Potent and Selective Inhibition of Human Cytomegalovirus Replication by 1263W94, a Benzimidazole L-Riboside with a Unique Mode of Action.

Biron KK; Harvey RJ; Chamberlain SC; Good SS; Smith III AA; Davis MG; Talarico CL; Miller WH; Ferris R; Dornsife RE; Stanat SC; Drach JC; Townsend LB; Koszalka GW

首页> 外文期刊>Antimicrobial agents and chemotherapy. >Potent and Selective Inhibition of Human Cytomegalovirus Replication by 1263W94, a Benzimidazole L-Riboside with a Unique Mode of Action.

【24h】

Potent and Selective Inhibition of Human Cytomegalovirus Replication by 1263W94, a Benzimidazole L-Riboside with a Unique Mode of Action.

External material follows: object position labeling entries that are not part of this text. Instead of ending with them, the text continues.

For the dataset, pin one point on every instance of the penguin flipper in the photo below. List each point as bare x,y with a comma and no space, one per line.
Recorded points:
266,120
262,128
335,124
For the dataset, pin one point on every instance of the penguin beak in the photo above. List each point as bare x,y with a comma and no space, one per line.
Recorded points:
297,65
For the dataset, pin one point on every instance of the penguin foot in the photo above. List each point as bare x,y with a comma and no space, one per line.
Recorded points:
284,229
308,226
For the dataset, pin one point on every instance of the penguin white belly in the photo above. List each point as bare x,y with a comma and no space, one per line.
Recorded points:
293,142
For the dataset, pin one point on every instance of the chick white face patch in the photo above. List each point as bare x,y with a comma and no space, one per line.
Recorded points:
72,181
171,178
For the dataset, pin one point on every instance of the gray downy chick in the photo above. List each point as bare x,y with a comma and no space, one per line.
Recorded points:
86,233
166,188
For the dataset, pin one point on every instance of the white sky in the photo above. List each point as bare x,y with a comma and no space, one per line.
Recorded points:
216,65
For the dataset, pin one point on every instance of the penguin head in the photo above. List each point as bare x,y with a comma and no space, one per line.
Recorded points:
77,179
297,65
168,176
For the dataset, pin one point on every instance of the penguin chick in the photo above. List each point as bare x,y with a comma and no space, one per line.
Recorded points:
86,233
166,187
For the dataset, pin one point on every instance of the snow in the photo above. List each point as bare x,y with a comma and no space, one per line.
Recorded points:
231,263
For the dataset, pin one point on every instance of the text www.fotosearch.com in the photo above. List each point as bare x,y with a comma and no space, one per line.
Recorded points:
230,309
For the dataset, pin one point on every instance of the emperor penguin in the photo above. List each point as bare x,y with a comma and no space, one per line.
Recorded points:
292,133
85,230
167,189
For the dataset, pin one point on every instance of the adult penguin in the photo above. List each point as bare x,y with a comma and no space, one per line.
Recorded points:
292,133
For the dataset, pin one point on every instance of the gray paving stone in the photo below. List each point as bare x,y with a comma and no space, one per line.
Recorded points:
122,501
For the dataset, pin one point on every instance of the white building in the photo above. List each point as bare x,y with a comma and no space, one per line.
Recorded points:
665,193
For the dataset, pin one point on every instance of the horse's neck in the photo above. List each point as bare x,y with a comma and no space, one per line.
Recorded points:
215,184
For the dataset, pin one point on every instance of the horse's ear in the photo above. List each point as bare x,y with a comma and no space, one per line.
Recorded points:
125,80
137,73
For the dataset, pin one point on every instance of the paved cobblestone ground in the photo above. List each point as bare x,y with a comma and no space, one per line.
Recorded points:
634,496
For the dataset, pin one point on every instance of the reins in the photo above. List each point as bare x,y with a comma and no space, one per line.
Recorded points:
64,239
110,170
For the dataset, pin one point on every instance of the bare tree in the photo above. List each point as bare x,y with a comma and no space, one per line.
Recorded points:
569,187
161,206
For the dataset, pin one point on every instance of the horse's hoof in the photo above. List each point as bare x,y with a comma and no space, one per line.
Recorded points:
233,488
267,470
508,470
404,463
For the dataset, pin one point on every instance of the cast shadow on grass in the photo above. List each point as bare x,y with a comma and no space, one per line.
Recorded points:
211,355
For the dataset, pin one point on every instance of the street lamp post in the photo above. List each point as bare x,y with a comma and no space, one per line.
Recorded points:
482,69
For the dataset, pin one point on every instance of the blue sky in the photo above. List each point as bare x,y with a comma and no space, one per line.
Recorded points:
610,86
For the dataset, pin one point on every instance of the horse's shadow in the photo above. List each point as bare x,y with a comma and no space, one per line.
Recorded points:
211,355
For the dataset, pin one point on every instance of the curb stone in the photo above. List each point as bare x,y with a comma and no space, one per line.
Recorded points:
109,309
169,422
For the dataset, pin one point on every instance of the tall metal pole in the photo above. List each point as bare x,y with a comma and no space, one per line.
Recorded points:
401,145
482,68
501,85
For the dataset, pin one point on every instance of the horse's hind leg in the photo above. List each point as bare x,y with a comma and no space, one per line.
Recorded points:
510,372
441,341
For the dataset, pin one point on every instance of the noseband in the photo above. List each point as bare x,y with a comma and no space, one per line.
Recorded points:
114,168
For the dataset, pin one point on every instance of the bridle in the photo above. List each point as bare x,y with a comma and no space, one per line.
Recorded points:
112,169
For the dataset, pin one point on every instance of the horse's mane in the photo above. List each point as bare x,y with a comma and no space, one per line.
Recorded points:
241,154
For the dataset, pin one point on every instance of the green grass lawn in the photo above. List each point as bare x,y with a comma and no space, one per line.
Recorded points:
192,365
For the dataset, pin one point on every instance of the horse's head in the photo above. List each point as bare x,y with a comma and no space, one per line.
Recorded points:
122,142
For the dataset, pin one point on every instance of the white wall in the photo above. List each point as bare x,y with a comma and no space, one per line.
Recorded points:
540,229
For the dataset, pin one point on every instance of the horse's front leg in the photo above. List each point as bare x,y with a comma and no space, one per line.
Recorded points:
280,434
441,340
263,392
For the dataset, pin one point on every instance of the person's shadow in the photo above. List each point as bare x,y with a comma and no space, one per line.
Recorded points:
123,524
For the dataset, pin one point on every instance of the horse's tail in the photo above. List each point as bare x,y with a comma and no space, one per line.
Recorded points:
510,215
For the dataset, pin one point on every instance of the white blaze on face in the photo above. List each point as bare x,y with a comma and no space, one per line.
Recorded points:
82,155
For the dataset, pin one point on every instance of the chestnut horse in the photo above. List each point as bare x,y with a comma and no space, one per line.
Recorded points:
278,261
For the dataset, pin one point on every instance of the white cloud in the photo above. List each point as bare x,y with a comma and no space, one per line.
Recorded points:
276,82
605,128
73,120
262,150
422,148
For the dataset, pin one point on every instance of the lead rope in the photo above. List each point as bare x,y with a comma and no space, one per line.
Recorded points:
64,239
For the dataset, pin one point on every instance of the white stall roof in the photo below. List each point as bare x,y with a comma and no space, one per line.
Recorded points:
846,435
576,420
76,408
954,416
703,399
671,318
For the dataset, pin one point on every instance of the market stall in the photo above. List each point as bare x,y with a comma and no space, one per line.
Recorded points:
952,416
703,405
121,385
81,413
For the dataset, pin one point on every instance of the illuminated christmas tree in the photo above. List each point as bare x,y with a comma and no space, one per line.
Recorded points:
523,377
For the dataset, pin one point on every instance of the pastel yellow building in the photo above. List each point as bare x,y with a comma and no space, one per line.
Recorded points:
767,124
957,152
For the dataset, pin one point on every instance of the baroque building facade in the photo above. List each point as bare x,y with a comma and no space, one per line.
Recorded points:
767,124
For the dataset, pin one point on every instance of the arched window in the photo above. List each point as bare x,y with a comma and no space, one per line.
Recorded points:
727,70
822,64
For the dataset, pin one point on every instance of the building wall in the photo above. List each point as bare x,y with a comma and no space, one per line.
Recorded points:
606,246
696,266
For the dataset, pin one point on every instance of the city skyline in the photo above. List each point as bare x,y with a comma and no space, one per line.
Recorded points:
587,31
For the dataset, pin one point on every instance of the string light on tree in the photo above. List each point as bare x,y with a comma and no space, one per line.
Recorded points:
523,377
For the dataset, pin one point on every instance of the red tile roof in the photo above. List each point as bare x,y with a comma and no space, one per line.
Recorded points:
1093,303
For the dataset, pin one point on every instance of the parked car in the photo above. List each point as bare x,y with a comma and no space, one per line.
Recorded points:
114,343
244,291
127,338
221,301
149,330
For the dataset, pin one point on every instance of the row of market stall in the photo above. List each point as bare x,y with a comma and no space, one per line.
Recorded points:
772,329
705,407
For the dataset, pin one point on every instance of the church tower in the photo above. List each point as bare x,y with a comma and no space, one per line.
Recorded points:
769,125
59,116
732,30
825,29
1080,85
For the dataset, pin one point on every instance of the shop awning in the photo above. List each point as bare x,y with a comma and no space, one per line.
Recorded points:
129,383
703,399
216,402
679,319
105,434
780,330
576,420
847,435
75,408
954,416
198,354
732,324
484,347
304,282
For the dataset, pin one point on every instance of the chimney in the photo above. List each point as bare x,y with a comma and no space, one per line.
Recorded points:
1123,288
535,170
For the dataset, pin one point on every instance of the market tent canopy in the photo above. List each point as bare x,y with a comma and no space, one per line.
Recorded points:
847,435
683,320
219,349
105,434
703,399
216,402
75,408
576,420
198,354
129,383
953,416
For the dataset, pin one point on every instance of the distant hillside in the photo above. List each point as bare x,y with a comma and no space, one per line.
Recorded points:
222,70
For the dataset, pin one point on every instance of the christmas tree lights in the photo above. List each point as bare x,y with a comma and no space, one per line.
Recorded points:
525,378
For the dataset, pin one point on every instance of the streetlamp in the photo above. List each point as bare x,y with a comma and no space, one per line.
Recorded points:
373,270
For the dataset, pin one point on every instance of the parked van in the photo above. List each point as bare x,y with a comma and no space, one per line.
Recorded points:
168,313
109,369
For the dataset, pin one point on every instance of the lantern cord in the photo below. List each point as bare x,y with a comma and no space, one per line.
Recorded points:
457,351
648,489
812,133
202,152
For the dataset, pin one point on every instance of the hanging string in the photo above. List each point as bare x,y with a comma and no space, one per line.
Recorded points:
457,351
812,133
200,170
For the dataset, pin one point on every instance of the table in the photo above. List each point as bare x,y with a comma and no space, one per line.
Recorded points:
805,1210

机译：对人巨细胞病毒复制的有力和选择性抑制作用是1263W94，一种具有独特作用方式的苯并咪唑L-核苷。

获取原文

获取原文并翻译 | 示例

掌桥外文数据库（机构版） >>

开具论文收录证明 >>

文献代查 >>

页面导航

摘要
著录项
相似文献
相关主题

摘要

Benzimidazole nucleosides have been shown to be potent inhibitors of human cytomegalovirus (HCMV) replication in vitro. As part of the exploration of structure-activity relationships within this series, we synthesized the 2-isopropylamino derivative (3322W93) of 1H-beta-D-ribofuranoside-2-bromo-5,6-dichlorobenzimidazole (BDCRB) and the biologically unnatural L-sugars corresponding to both compounds. One of the L derivatives, 1H-beta-L-ribofuranoside-2-isopropylamino-5,6-dichlorobenzimidazole (1263W94), showed significant antiviral potency in vitro against both laboratory HCMV strains and clinical HCMV isolates, including those resistant to ganciclovir (GCV), foscarnet, and BDCRB. 1263W94 inhibited viral replication in a dose-dependent manner, with a mean 50% inhibitory concentration (IC(50)) of 0.12 +/- 0.01 microM compared to a mean IC(50) for GCV of 0.53 +/- 0.04 microM, as measured by a multicycle DNA hybridization assay. In a single replication cycle, 1263W94 treatment reduced viral DNA synthesis, as well as overall virus yield. HCMV mutants resistant to 1263W94 were isolated, establishing that the target of 1263W94 was a viral gene product. The resistance mutation was mapped to the UL97 open reading frame. The pUL97 protein kinase was strongly inhibited by 1263W94, with 50% inhibition occurring at 3 nM. Although HCMV DNA synthesis was inhibited by 1263W94, the inhibition was not mediated by the inhibition of viral DNA polymerase. The parent benzimidazole D-riboside BDCRB inhibits viral DNA maturation and processing, whereas 1263W94 does not. The mechanism of the antiviral effect of L-riboside 1263W94 is thus distinct from those of GCV and of BDCRB. In summary, 1263W94 inhibits viral replication by a novel mechanism that is not yet completely understood.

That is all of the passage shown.